My suggestion is to get a group of your colleagues together and hire someone like me to help you out. You need some wine knowledge to remove the intimidation factor from ordering wine. You want to know what wine smells like when it’s ‘corked’. You need to have some basic understanding of pairing wine with food. It’s good to learn the language of wine so that you can ask the sommelier for guidance in a knowledgeable way. A lot of people stick with ordering the same wines all the time because they can pronounce the name. A word like Trockenbeerenauslese can roll off the tongue once you’ve heard it said out loud. Knowing that most wine geeks refer to it as TBA is also handy. There are some wines regions that don’t name the grape in the wine because they all know what it is. You’ll know too, once someone has told you. Being told that Champagne is in order is always a good sign but ordering Henkell Trocken (hey, it has bubbles right?) is probably going to raise an eyebrow or two.

The one main theme that I want to bring to the table is that wine doesn’t have to be intimidating. I want to foster an atmosphere of open discussion that is comfortable for even the newest of wine neophytes. It would be so satisfying to walk a group of business people through the basics of ordering wine then send them off to a restaurant together with wine knowledge fresh in their minds, keen to put their new skills to the test. This sounds like a great idea for a company team event!


Contact me at bytheglasswineclub@gmail.com to arrange wine training for your next team meeting.


Sending wine back at a restaurant and other lessons

5 Jul

Last night a bunch of us went out for dinner and it fell to me to choose a wine. We wanted white so I went with a BC gewurztraminer from a winery that I really like. Not all the wines on their list had vintages but I didn’t really think much of it. Silly me! When it came I glanced quickly as it was presented and didn’t check the vintage. It was poured and it smelled funky! I swirled a couple of times and felt the pressure to make a decision – ugh! I hate it when this happens. I know the server didn’t make the wine so there’s really no need for me to worry that I’m offending anyone but it’s still makes me feel awkward. When a wine is obviously corked it’s easy: there’s no debate. Finally I admitted that it really wasn’t smelling right. No problem – it was taken back right away. It was when the second bottle came out that I noticed it was a 2009. Hmmm, perhaps that’s why I wasn’t getting the freshness I’d hoped for and why the vintage wasn’t listed on their menu. Were they trying to flog old stock on to unsuspecting customers? Hopefully not. The second bottle was marginally better but really not what I expected.This time the owner came over and he wasn’t willing to concede that this wine was past its prime. I didn’t want to push it, I know when to pick my battles, so we agreed to go with it.

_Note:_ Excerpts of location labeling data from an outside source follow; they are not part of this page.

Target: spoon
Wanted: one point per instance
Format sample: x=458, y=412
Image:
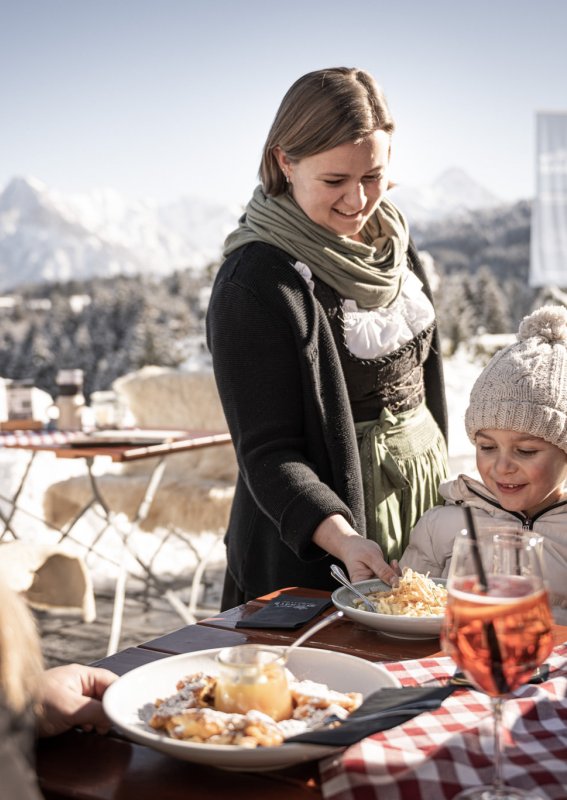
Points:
x=339, y=576
x=309, y=632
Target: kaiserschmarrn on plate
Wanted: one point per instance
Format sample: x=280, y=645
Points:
x=189, y=714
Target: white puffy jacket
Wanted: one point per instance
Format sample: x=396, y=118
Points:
x=431, y=541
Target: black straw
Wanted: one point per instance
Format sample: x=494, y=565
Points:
x=483, y=583
x=491, y=638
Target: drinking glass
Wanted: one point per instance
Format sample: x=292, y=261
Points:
x=497, y=633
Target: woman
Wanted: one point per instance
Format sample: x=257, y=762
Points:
x=325, y=351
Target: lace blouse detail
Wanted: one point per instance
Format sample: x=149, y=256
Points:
x=372, y=334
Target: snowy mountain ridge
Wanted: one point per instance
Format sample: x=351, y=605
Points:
x=47, y=235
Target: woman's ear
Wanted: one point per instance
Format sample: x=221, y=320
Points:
x=282, y=159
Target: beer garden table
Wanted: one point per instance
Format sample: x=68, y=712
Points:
x=131, y=446
x=92, y=767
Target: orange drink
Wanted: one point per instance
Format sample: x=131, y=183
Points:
x=521, y=620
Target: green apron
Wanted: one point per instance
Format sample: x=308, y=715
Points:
x=404, y=459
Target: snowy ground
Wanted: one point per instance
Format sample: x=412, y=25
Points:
x=173, y=557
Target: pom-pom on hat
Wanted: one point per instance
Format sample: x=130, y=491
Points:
x=524, y=386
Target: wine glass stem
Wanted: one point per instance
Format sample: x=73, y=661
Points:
x=498, y=781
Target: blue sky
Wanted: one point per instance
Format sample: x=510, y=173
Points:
x=162, y=98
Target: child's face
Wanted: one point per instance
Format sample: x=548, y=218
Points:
x=525, y=473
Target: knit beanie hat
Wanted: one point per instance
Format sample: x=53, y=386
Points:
x=524, y=386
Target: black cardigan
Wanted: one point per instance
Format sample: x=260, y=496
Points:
x=283, y=392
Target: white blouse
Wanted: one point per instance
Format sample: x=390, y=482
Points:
x=373, y=333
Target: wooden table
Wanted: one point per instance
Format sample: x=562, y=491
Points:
x=92, y=767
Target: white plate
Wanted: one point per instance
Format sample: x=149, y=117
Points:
x=392, y=624
x=126, y=696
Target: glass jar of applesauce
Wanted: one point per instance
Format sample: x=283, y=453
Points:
x=253, y=677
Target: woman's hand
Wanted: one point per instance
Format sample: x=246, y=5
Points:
x=70, y=696
x=362, y=557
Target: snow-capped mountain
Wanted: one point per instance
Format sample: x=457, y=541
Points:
x=46, y=235
x=453, y=192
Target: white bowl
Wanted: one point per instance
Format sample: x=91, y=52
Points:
x=397, y=625
x=125, y=697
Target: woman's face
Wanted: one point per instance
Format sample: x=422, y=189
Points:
x=525, y=473
x=340, y=188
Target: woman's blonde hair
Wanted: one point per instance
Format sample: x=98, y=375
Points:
x=20, y=653
x=322, y=110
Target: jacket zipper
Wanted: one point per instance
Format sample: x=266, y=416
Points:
x=527, y=522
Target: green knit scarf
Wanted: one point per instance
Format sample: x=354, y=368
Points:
x=368, y=272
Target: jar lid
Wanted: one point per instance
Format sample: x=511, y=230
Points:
x=70, y=376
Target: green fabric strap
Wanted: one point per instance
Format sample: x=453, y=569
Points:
x=368, y=272
x=404, y=459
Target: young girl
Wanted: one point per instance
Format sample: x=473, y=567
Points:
x=517, y=420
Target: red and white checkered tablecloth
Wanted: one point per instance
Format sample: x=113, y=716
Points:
x=435, y=755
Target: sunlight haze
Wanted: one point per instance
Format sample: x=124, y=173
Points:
x=164, y=98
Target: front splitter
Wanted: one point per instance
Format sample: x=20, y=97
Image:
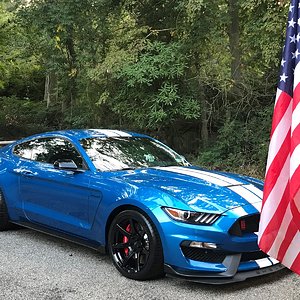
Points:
x=220, y=278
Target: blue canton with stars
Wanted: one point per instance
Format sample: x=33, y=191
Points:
x=291, y=50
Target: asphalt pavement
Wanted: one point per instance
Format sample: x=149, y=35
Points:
x=37, y=266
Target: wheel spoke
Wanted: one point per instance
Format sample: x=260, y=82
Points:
x=138, y=256
x=132, y=227
x=123, y=231
x=120, y=245
x=145, y=252
x=127, y=259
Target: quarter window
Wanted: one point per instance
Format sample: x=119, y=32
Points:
x=48, y=150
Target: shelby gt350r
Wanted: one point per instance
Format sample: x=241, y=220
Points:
x=134, y=197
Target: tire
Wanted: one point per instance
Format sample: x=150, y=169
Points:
x=134, y=246
x=4, y=218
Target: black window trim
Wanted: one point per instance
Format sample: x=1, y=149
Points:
x=49, y=137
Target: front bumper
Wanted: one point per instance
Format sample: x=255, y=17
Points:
x=232, y=274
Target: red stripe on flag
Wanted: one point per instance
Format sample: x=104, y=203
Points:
x=276, y=166
x=290, y=233
x=295, y=141
x=295, y=181
x=296, y=96
x=296, y=264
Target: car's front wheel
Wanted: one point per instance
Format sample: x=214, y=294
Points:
x=4, y=219
x=135, y=247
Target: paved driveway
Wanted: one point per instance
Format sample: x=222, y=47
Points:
x=37, y=266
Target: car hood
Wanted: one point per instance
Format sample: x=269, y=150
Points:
x=199, y=189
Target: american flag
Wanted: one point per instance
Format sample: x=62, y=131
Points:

The people I was with were really happy that I’d made the call on the first bottle. They smelled it too and were not impressed. None of them work in the industry and sending a bottle of wine back would probably make them feel even more uncomfortable than it does me. It sucks to think of how many customers suffer through a faulty bottle rather than say something. My advice though is to definitely solicit another opinion if you’re unsure. Even if the staff don’t fully agree they may prefer to switch your wine rather than have you feel disappointed.

The obvious lesson I learned is to ask, or check before the wine is opened, what the vintage is. Before we ordered the next bottle of BC riesling we did just that. Our server was happy to go check and sure enough it was 2011. Perfect! It was so fresh and lively and exactly what we were all in the mood for.

I was out having a casual dinner and wasn’t thinking so seriously about the wine. Now I know that if I have a certain expectation then I do need to pay more attention when ordering at a restaurant. I always check the vintage when I’m in a store. Perhaps someone really did expect this wine to hold up longer than it did but I wasn’t in the mood for an aged BC gewurz! To each their own.